Human Factors Evaluation of Pointing Devices
J. Stephen Higgins
Daniel R. Johnson
Carolina Zingale, PhD.
Higgins, J. S., Willems, B., Johnson, D. R., & Zingale, C. M. (2012). Human factors evaluation of pointing devices used by air traffic controllers: Changes in physical workload and behavior (DOT/FAA/TC-12/63). Atlantic City International Airport, NJ: Federal Aviation Administration William J. Hughes Technical Center.
Objective: To ensure that air traffic controller interactions with present systems and the future Next Generation Transportation System (NextGen) are efficient and accurate, as well as without health detriments (e.g., musculoskeletal disorders), as possible, we conducted a simulation to explore the introduction of new pointing devices to air traffic controllers.

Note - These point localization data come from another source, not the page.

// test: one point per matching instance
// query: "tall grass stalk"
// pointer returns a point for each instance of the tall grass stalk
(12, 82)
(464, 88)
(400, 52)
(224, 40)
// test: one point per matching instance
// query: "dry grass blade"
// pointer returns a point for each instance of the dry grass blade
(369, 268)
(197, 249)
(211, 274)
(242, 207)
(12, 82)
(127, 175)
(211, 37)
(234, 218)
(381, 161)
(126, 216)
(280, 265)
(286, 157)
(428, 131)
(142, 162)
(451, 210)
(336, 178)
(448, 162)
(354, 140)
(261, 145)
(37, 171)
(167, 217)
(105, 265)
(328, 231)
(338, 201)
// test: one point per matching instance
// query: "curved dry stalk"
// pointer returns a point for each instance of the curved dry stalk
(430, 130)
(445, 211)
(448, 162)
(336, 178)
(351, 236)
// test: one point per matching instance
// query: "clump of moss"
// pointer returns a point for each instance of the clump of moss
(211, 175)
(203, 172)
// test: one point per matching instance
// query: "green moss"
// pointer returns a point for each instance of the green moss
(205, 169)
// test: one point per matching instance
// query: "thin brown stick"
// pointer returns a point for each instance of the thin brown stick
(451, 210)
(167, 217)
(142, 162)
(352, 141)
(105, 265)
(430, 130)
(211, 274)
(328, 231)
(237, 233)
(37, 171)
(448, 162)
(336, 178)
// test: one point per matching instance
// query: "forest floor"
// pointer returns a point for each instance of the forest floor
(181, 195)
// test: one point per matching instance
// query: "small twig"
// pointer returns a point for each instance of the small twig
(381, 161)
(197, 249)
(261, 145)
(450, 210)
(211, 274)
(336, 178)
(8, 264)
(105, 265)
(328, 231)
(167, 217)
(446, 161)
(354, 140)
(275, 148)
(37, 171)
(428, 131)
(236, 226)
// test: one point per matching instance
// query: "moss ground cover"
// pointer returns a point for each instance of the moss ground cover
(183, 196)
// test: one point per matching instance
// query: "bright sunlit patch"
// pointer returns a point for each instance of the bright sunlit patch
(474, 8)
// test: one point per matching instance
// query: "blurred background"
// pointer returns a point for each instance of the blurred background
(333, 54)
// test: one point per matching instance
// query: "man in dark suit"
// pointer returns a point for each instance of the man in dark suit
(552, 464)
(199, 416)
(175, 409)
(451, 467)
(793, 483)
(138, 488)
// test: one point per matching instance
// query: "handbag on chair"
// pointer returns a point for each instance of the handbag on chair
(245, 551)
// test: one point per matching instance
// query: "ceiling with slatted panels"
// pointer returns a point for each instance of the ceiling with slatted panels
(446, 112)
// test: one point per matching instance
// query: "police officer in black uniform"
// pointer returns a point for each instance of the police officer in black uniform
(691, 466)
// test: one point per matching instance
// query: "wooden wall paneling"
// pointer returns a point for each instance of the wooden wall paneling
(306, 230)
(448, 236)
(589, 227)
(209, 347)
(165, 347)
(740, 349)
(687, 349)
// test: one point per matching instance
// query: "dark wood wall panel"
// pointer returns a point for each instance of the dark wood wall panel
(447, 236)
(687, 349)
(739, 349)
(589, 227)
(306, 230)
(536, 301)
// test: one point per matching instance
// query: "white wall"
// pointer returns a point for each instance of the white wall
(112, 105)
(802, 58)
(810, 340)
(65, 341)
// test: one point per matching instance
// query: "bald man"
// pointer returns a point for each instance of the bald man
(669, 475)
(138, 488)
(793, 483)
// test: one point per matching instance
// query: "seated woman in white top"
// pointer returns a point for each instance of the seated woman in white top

Background: The current en route trackball is inherently limited as to what kind of interactions it allows. However, switching to a new pointing device has risks—different pointing devices have different speed, accuracy, interaction capabilities, and ergonomic features.
Method: Ten current or recently retired en route Certified Professional Controllers participated in the simulation. Participants controlled traffic in a Data Communications environment while using one of four pointing devices (en route trackball, alternative trackball, hand-shake mouse, and a standard mouse). During the simulations, we recorded the participants’ subjective reports, performance, behavior, and muscle activity.
Results: We found that participants preferred the mouse and current trackball over all other devices and were as successful controlling traffic (e.g., no losses of separation with the same number of aircraft under active control). We found no statistically significant physiological indications that any of the devices under evaluation had the potential to result in musculoskeletal disorders during regular use. We also found that participants were more accurate and significantly faster using the mouse than using other devices.
Conclusions: Considering the above issues, and the wider variety of possible interactions, the mouse appears to be a pointing device better suited for future air traffic control systems than the legacy trackball.